Pierre Corneille

Pepys’ Diary

Source: Diary of Samuel Pepys, 8 March 1664

Production: Pierre Corneille, Héraclius, Lincoln’s Inn Fields, London, 8 March 1664

Text: Up with some little discontent with my wife upon her saying that she had got and used some puppy-dog water, being put upon it by a desire of my aunt Wight to get some for her, who hath a mind, unknown to her husband, to get some for her ugly face. I to the office, where we sat all the morning, doing not much business through the multitude of counsellors, one hindering another. It was Mr. Coventry’s own saying to me in his coach going to the ‘Change, but I wonder that he did give me no thanks for my letter last night, but I believe he did only forget it. Thence home, whither Luellin came and dined with me, but we made no long stay at dinner; for “Heraclius” being acted, which my wife and I have a mighty mind to see, we do resolve, though not exactly agreeing with the letter of my vowe, yet altogether with the sense, to see another this month, by going hither instead of that at Court, there having been none conveniently since I made my vowe for us to see there, nor like to be this Lent, and besides we did walk home on purpose to make this going as cheap as that would have been, to have seen one at Court, and my conscience knows that it is only the saving of money and the time also that I intend by my oaths, and this has cost no more of either, so that my conscience before God do after good consultation and resolution of paying my forfeit, did my conscience accuse me of breaking my vowe, I do not find myself in the least apprehensive that I have done any violence to my oaths. The play hath one very good passage well managed in it, about two persons pretending, and yet denying themselves, to be son to the tyrant Phocas, and yet heire of Mauritius to the crowne. The garments like Romans very well. The little girle is come to act very prettily, and spoke the epilogue most admirably. But at the beginning, at the drawing up of the curtaine, there was the finest scene of the Emperor and his people about him, standing in their fixed and different pastures in their Roman habitts, above all that ever I yet saw at any of the theatres. Walked home, calling to see my brother Tom, who is in bed, and I doubt very ill of a consumption. To the office awhile, and so home to supper and to bed.

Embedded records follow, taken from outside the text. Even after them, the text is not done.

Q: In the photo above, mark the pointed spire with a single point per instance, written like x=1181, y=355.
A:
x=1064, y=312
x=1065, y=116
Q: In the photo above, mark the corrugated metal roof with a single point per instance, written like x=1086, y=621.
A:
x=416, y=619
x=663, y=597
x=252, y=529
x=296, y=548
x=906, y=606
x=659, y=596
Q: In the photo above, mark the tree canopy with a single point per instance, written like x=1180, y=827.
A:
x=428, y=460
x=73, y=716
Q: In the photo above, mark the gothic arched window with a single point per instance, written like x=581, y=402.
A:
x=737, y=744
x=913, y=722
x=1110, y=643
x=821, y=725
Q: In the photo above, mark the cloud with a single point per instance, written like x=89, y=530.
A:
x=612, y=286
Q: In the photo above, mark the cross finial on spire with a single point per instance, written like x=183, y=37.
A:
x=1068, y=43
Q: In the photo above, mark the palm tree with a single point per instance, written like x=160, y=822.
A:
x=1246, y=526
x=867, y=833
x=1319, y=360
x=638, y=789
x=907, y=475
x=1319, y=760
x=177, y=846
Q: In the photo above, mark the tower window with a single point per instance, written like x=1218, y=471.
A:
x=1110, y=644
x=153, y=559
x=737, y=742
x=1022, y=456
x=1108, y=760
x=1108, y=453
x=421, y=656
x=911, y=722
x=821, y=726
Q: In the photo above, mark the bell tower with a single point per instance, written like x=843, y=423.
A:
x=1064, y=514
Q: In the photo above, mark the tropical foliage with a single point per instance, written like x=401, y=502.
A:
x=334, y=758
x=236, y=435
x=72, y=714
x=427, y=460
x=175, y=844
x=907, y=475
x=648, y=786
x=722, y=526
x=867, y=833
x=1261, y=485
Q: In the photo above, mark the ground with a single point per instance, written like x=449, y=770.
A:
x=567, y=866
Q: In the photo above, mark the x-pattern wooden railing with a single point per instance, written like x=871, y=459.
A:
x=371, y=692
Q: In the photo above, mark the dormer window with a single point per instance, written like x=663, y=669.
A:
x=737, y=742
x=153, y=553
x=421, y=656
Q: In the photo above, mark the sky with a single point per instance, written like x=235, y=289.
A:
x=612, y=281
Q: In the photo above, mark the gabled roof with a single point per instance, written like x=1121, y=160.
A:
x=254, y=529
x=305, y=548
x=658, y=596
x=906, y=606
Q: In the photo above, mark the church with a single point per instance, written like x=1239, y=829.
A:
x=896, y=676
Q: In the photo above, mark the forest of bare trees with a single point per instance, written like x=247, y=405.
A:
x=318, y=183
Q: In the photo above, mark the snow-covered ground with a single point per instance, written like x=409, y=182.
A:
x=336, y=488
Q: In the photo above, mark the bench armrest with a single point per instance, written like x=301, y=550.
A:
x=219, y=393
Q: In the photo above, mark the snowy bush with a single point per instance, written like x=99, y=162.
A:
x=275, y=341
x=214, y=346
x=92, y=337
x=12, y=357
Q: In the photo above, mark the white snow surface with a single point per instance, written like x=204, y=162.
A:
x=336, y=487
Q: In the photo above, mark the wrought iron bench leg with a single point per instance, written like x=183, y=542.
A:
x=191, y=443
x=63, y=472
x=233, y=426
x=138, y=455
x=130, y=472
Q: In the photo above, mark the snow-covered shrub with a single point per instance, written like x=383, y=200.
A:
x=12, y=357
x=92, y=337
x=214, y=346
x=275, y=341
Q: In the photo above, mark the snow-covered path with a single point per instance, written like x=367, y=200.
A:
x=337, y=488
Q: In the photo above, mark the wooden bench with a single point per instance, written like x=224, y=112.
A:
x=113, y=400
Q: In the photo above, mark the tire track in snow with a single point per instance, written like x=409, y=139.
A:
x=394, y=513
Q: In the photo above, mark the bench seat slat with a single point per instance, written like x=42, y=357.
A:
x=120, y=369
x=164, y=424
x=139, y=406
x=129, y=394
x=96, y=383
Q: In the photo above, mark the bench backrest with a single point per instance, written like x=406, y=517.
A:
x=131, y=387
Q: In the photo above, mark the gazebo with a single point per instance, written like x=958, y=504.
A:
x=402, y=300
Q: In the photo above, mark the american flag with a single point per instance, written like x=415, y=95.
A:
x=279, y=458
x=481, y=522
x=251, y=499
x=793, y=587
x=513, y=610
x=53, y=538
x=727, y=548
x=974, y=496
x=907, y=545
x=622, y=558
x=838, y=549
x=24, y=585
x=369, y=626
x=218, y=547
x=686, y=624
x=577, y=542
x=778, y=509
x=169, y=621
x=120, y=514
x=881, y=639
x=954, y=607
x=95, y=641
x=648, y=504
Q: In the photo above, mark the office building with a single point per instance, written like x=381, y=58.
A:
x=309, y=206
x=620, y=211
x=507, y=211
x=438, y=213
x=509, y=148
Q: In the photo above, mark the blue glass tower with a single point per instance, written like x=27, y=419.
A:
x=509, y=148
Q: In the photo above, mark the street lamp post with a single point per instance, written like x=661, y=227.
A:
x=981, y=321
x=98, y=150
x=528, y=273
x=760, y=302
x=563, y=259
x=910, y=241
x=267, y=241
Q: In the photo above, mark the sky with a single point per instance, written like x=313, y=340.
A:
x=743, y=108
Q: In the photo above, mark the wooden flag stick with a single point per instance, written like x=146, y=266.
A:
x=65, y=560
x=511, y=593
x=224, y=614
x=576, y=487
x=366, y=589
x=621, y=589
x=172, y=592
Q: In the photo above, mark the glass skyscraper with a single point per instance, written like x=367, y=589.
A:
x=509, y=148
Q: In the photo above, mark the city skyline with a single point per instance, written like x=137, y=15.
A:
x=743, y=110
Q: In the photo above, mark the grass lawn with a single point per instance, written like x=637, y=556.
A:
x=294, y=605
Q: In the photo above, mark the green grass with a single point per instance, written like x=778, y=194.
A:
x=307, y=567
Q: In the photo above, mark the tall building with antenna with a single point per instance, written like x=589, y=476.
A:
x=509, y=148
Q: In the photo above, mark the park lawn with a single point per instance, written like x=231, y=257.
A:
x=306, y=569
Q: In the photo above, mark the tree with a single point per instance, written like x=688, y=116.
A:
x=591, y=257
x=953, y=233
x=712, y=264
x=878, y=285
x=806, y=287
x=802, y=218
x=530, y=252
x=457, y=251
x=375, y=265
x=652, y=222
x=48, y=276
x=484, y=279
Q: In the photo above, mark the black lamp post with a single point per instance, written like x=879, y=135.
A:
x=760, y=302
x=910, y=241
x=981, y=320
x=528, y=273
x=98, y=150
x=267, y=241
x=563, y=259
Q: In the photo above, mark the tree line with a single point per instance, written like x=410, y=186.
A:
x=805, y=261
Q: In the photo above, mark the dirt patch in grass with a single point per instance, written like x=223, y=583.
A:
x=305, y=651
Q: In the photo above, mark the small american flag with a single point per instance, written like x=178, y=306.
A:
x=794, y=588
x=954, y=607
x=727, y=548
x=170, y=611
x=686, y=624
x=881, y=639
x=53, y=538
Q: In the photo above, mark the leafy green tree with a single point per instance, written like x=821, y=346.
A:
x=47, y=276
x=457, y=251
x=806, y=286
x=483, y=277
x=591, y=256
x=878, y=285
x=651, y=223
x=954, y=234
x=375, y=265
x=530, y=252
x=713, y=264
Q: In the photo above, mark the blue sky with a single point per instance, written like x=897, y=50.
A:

Comments: Samuel Pepys (1633-1703) was a British naval administrator and diarist. Pepys and his wife Elizabeth saw Pierre Corneille‘s 1647 French tragedy Héraclius, on the Byzantine emperor of that name, in a version by an unknown English translator, at Lincoln’s Inn Fields, in all probability performed by the Duke’s Company. The cast is not known. Pepys had made a Lenten vow to himself to limit his theatregoing, which he got round by persuading himself that a play at a different location to one seen at court did not count.